Secondo quanto riportato dal coordinatore del Comitato dell’uva da tavola di ASOEX, Ignacio Caballero, “l’aumento delle nuove varietà è in linea con l’obiettivo di crescita della produzione e delle esportazioni” prefissato dal Comitato. “Il nostro mercato principale continuerà a essere il Nord America, con una partecipazione del 57% sulle spedizioni totali, riflettendo un aumento rispetto alla scorsa stagione”. Inoltre, grazie al lavoro di innovazione varietale, le esportazioni di nuove varietà di uva da tavola in Cile potrebbero raggiungere poco meno di 40 milioni di casse (equivalenti a 8,2 kg), seguite da circa 13 milioni di varietà tradizionali e dalle quasi 10 milioni composte dalla varietà Red Globe

uva da tavola in Cile 1

Tra le nuove varietà, quali saranno le più richieste dal mercato?

Tra le nuove varietà prodotte in Cile, ce ne sono alcune che – secondo le stime – saranno maggiormente attenzionate e richieste dal mercato globale dell’uva da tavola:

  • tra quelle a bacca rossa, cresceranno di più la Candy Hearts, la Jack Salute e la Sweet Celebration;
  • tra quelle a bacca nera, spiccano i nomi di Sweet Favors, Sable, Midnight Beauty e Sweet Sapphire;
  • tra le varietà a bacca bianca, invece, spiccano l’Autumn Crisp, la Sweet Globe e la Cotton Candy.

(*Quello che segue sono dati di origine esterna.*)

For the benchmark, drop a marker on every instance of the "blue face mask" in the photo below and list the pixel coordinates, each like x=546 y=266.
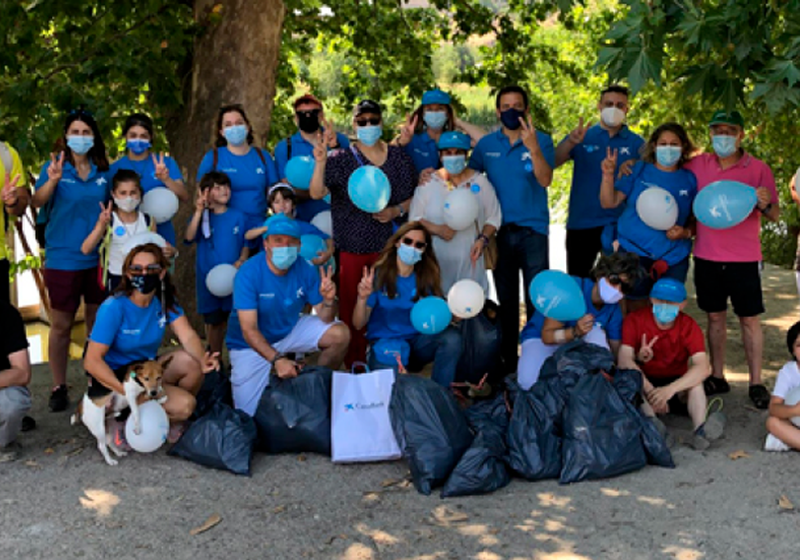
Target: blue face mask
x=236 y=134
x=723 y=144
x=138 y=145
x=435 y=119
x=283 y=257
x=665 y=313
x=369 y=135
x=510 y=118
x=80 y=144
x=454 y=164
x=668 y=155
x=409 y=255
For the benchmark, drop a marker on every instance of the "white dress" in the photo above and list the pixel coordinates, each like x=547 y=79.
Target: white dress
x=453 y=255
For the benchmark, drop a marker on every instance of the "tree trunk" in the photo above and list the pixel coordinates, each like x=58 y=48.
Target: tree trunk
x=235 y=60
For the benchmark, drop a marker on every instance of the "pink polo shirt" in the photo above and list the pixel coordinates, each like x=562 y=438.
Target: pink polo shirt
x=741 y=243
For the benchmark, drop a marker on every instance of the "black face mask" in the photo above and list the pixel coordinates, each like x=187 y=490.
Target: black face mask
x=308 y=121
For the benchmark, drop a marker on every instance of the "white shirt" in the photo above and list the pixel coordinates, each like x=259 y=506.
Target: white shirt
x=453 y=255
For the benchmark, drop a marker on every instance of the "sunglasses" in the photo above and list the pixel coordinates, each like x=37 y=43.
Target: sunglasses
x=139 y=270
x=417 y=244
x=374 y=121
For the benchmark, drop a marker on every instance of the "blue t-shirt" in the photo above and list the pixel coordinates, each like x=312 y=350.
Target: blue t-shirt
x=132 y=333
x=423 y=151
x=300 y=147
x=250 y=178
x=637 y=237
x=608 y=317
x=223 y=247
x=509 y=168
x=279 y=300
x=73 y=211
x=584 y=197
x=147 y=173
x=391 y=318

In termini generali, invece, sulla base del colore degli acini, le varietà in testa alle spedizioni totali di uva da tavola cilena saranno quelle a bacca rossa con circa 30 milioni di cassette, seguite da uve bianche con circa 22,5 milioni di cassette e, in misura minore, con poco meno di 6 milioni di cassette, dalle varietà a bacca nera.

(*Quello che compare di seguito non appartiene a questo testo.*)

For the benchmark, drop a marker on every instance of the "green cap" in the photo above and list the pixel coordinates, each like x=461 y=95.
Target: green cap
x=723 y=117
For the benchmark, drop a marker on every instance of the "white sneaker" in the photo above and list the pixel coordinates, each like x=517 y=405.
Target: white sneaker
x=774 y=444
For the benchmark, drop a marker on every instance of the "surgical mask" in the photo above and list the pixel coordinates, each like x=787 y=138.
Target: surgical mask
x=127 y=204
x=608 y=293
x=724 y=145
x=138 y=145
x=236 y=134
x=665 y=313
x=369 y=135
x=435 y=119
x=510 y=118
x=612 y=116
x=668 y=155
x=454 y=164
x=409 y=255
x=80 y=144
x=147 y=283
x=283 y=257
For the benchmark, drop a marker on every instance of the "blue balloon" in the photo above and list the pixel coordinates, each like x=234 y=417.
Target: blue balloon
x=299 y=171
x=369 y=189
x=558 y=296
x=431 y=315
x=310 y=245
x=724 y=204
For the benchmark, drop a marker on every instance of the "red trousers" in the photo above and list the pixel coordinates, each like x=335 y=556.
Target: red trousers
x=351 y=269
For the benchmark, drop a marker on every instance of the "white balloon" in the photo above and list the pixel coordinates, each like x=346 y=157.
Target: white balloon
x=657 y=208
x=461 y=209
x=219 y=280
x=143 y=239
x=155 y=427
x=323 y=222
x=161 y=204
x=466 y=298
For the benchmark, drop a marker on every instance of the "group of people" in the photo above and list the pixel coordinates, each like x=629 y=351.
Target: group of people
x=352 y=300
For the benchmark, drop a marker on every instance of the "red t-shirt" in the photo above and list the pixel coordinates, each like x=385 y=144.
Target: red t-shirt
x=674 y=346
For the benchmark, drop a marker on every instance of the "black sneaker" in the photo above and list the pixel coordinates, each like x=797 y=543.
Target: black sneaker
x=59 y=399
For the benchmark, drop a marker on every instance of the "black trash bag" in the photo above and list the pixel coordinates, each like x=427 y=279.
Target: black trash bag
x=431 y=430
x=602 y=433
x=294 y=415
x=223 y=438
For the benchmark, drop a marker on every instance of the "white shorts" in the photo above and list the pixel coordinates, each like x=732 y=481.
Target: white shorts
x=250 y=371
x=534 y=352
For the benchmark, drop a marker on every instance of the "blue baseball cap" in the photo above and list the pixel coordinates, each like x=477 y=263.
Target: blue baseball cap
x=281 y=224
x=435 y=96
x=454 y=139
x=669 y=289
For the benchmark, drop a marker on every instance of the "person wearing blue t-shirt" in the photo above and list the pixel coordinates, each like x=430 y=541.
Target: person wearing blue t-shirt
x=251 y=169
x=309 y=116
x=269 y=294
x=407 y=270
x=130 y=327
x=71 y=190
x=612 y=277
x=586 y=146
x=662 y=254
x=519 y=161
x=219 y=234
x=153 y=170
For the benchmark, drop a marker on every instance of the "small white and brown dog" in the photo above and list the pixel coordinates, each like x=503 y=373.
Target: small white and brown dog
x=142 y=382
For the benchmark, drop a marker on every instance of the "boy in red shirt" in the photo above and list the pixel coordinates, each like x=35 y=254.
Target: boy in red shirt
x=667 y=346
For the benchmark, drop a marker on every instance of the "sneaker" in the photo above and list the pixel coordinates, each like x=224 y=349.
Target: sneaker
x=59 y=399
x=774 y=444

Nel complesso, dunque, il comparto dell’uva da tavola cilena si conferma in continua crescita. Grazie all’introduzione e alla crescita percentuale delle nuove varietà e della gestione oculata delle risorse, il Paese sta guadagnando crescenti fette di mercato. La sua produzione in costante aumento dimostra che il Cile è destinato a rimanere un attore di rilievo nel mondo vitivinicolo.